Base Camp has three components: voice, data, and radio. These can be used independently or in combination to connect first responders within an organisation or with other organisations, towns, districts or private corporations, The system is rack-mounted in the Montreal mobile command post, but it is also possible to user a mobile version. This means that when leaving the MCP, Base Camp Connect is already connected and instantly provides telephone capability, Internet access and radio interoperability.
”In an emergency, people come together from different emergency services such as the police, fire, and ambulance, as well as different geographical regions and private organisations, and these are often using different technology systems”, says Francis Raveneau, VP of sales. ”Some may use cells, others radios, and they can be on different platforms that can’t all interconnect. This is where Base Camp Connect comes in”. Kevin Scallen, chief engineer, explains that the system will work with any available networks to provide voice access to users. ”Landlines are simple – just connect, and you’re good to go. With cells,you can insert up to 20 sim cards into the back of the system to provide access – we recommend using at least two different networks in case one fails – and you can also insert a radio repeater and any mobile or portable radio. You also have the option of linking a satellite dish to the system”.
Once you have access, it works like an office system. There is one inbound number that everyone can use, regardless of their communication tool and their location.
These days, access to the Internet is just as important as voice communications, and so Base Camp Connect can provide data access in a variety of ways, much as it does with voice. Available networks can be connected to the system or, if available, wifi can be used to provide users with data. And, if the emergency is in a remote location where there are no data networks, a satellite antenna can be used to connect to the Internet.
”We can also provide wired and wireless connections that require passwords to provide secured communication”, says Scallen. ”And, to ensure that users can work without interruption, the system will automatically cascade available networks to keep everyone connected. So, for example, if an LTE network fails, it will defer to the satellite network”.

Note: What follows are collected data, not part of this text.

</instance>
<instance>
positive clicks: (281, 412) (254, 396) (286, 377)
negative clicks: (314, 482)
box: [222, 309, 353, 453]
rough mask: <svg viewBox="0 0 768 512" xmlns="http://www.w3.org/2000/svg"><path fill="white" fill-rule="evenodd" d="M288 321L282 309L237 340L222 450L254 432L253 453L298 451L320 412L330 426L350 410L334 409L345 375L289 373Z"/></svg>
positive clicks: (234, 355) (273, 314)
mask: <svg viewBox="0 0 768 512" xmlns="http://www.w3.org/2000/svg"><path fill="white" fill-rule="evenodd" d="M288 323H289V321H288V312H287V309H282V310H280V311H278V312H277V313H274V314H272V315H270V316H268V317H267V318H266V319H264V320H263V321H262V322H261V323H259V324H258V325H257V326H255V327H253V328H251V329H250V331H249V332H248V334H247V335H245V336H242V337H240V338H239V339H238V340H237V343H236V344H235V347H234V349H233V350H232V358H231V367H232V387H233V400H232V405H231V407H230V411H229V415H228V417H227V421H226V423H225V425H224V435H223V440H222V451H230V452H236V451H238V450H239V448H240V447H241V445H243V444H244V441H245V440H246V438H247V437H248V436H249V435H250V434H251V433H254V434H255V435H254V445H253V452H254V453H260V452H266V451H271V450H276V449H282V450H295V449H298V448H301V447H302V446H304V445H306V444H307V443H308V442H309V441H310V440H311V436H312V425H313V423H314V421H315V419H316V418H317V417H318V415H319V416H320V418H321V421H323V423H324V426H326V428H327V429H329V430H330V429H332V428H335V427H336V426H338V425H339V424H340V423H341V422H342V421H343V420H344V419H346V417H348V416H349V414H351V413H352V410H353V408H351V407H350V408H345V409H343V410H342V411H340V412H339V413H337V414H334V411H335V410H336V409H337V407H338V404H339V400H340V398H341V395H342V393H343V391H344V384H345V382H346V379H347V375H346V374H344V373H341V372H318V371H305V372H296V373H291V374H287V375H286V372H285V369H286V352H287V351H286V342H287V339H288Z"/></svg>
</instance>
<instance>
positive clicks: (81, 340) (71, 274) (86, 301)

Finally, the system helps to bridge the many different radio technologies in use by today’s emergency services, from UHF to VHF, and P25 to Tetra. ”The system has a module for the interoperability of radios that can accommodate up to ten different systems as a plug and play option. It also provides a seamless option for group calls. And, since radios are connected via Base Camp Connect, they become an extension of the phone system. This means that someone can dial the inbound number for voice and a preconfigured extension number for radio, and reach everyone on the radio on the interoperable channels”.

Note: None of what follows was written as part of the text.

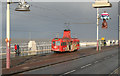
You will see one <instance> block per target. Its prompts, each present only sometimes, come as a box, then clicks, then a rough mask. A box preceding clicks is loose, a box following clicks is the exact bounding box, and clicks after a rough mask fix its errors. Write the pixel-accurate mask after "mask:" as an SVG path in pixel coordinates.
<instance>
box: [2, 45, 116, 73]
mask: <svg viewBox="0 0 120 76" xmlns="http://www.w3.org/2000/svg"><path fill="white" fill-rule="evenodd" d="M117 47H118V46H108V47H102V50H101V51H96V48H95V47H94V48H86V49H81V50H78V51H75V52H72V53H53V54H43V55H33V56H18V57H15V58H11V68H10V69H6V68H5V64H6V62H5V60H4V59H3V60H2V73H3V75H6V74H7V75H8V74H10V75H15V74H19V73H23V72H26V71H29V70H34V69H37V68H42V67H46V66H51V65H55V64H59V63H63V62H67V61H71V60H75V59H79V58H83V57H86V56H90V55H94V54H97V53H101V52H105V51H109V50H110V49H113V48H117Z"/></svg>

This might sound complicated to set up and use, but the opposite is true, argues Francis Raveneau, who says the system can be up and running within five minutes, and can be operated without specialist training.
Montreal Fire Department had the system installed in its new command vehicle in 2015, replacing technology that was 20 years old. Ensuring that it is as easy to use as possible has been key, says division chief Routley. ”We wanted it to be seamless for everyone who works at the command post to they don’t have to have any real technical expertise. We bring the communications and technology to them and it is ready to use. This way, a small team can procide communications even at large scale events”.